7.6 Premature Implementation

Problem: Jumping straight to coding without understanding the problem. Fix: Use Plan Mode to separate exploration from execution. Research first, then implement.

7.7 Ignoring Context Costs

Problem: Not tracking how much context is being consumed. Fix: Use custom status lines to monitor context usage. Run /compact proactively. Use subagents for research.

7.8 Monolithic Sessions for Parallel Work

Problem: Trying to do everything in one session when tasks are independent. Fix: Use worktrees, agent teams, or multiple terminal sessions. Fan out with claude -p loops.


Key Takeaways

  1. Context window management is the meta-game. Every other optimization serves this goal. Clear aggressively, delegate to subagents, and keep sessions focused.

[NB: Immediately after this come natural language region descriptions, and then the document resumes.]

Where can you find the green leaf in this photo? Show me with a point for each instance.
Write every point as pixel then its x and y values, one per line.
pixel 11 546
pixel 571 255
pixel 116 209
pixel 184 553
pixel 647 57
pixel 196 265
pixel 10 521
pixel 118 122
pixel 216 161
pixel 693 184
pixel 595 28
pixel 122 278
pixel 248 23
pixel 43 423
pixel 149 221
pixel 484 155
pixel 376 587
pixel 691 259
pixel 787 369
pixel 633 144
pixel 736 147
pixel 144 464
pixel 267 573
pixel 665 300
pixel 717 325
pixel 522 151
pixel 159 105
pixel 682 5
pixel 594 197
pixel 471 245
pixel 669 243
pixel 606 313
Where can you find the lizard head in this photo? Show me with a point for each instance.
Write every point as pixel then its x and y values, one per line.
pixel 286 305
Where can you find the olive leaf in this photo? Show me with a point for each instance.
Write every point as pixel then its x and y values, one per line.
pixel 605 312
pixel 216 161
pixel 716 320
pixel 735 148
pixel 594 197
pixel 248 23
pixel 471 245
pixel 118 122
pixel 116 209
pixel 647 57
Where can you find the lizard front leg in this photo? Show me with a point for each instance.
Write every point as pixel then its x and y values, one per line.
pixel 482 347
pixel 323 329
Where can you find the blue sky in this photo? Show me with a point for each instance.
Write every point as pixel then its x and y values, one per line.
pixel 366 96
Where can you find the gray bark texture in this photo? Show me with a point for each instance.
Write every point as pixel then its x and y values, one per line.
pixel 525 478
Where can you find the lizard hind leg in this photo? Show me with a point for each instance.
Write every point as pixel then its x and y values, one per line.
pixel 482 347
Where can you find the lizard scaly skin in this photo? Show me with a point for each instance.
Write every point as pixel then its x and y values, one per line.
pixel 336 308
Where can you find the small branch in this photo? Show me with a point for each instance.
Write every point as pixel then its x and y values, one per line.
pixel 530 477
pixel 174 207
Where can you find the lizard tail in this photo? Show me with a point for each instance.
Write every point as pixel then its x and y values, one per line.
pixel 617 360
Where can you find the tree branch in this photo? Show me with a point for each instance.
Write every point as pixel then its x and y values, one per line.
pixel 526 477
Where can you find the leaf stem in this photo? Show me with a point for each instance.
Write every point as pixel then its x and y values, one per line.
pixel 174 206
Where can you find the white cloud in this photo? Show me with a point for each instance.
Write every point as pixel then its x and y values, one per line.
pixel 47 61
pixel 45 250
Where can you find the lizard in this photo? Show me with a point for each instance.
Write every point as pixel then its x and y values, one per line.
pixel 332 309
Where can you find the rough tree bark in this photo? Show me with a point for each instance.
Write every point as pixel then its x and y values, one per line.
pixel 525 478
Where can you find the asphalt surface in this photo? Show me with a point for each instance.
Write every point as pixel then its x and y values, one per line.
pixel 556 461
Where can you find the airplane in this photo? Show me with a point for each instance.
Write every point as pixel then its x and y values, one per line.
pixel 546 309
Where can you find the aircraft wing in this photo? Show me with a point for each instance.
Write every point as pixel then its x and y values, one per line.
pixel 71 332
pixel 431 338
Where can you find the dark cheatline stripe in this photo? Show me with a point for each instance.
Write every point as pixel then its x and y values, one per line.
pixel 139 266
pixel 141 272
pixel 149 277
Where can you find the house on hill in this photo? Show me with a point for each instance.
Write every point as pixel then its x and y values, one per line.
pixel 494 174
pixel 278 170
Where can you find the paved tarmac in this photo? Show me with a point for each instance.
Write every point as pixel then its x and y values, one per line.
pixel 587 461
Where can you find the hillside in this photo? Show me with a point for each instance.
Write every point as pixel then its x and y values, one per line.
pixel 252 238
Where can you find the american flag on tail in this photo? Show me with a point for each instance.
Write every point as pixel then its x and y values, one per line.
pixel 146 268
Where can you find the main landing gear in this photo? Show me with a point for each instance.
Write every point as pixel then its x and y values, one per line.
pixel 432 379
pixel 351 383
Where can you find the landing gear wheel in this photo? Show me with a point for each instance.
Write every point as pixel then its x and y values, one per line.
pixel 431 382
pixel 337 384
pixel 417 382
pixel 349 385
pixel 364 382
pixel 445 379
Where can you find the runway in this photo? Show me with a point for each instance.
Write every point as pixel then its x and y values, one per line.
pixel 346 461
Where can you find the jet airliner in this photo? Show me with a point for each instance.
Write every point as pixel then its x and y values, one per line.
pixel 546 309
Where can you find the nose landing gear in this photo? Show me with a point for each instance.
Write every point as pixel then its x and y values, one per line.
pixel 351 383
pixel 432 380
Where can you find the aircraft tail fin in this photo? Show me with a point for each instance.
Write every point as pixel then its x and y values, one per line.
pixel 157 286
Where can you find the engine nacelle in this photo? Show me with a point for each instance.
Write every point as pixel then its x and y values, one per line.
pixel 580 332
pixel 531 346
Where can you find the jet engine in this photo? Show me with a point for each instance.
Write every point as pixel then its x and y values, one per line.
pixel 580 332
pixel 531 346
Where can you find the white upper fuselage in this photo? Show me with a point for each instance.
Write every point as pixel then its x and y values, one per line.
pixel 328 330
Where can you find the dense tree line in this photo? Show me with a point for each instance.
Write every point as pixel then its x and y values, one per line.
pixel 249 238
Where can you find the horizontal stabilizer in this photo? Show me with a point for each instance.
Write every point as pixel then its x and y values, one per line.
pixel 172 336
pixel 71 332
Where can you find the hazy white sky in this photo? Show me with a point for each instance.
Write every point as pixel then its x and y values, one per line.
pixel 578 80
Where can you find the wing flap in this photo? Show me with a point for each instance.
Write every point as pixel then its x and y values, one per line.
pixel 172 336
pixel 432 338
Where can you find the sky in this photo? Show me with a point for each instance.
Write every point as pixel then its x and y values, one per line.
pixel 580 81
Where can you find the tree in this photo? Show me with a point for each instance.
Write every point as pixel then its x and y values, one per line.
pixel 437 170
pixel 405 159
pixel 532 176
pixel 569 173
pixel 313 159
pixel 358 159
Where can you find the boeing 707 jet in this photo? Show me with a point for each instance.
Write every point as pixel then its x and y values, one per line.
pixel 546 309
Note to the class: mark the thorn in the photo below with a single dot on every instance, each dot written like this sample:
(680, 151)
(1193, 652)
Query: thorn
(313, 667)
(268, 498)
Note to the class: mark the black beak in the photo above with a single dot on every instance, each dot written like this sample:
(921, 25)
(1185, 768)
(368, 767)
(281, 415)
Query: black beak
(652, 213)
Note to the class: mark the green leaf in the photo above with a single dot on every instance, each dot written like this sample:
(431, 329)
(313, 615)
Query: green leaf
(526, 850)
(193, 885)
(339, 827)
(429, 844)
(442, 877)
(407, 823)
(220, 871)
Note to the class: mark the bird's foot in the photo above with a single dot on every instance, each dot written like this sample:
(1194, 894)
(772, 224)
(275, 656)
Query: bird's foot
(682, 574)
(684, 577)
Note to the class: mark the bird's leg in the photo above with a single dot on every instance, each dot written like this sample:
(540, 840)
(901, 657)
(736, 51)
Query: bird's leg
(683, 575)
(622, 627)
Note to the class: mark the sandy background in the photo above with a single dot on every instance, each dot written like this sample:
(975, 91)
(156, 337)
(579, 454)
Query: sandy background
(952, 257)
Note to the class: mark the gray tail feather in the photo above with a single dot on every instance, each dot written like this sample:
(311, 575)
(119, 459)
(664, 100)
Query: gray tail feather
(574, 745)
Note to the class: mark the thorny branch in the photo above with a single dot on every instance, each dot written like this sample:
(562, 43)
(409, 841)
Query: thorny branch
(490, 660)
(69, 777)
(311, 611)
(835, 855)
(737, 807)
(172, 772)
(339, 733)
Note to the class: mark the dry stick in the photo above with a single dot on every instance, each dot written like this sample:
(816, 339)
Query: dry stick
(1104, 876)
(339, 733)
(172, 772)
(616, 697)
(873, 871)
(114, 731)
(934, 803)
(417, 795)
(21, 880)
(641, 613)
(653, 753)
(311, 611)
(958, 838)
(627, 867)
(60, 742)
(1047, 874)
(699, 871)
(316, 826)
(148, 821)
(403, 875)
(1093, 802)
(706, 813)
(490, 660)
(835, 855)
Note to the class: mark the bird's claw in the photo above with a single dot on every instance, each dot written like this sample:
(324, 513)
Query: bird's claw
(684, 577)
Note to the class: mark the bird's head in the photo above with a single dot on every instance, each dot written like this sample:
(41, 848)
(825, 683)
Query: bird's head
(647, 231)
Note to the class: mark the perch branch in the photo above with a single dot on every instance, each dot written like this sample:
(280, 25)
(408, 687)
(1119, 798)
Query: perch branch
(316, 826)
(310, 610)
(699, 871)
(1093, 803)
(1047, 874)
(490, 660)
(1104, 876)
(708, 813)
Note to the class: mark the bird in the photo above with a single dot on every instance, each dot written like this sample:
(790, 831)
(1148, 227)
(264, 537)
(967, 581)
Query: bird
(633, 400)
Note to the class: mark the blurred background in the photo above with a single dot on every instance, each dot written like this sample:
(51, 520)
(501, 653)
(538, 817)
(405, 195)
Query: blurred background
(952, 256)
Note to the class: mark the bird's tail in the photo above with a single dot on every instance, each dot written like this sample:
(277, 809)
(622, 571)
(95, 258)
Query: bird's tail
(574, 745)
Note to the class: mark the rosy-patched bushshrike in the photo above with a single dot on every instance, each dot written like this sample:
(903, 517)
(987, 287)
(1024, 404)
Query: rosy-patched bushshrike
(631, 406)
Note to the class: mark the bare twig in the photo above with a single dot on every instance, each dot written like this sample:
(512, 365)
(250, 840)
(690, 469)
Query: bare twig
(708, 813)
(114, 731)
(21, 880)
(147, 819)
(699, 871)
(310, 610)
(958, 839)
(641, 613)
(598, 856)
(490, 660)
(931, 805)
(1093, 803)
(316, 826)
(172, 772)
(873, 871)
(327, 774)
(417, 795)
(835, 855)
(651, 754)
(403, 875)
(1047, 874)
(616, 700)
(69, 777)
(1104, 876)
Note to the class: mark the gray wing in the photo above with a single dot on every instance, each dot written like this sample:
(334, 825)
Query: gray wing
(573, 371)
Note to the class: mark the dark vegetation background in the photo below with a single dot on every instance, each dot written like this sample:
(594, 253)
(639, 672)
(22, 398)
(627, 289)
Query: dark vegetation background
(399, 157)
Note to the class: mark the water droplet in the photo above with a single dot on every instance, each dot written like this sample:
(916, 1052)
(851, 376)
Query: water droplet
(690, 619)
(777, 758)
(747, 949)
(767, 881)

  2. Verification is the highest-leverage investment. Agents with clear success criteria dramatically outperform agents without them. Tests > screenshots > manual review.

  3. Hooks beat instructions for deterministic behavior. CLAUDE.md is advisory; hooks are guaranteed. Use hooks for formatting, linting, notifications, and safety gates.

  4. Parallel execution multiplies throughput. Worktrees, agent teams, fan-out scripts, and writer/reviewer patterns all enable horizontal scaling.

  5. Claude Code has a significantly deeper feature set for workflow automation (hooks, routines, SDK, teams, MCP), while Codex CLI's open-source nature and Rust implementation offer different tradeoffs.

  6. The ecosystem is maturing rapidly. Plugins, skills, routines, and the Agent SDK are creating an extensibility layer that goes beyond simple chat-with-code.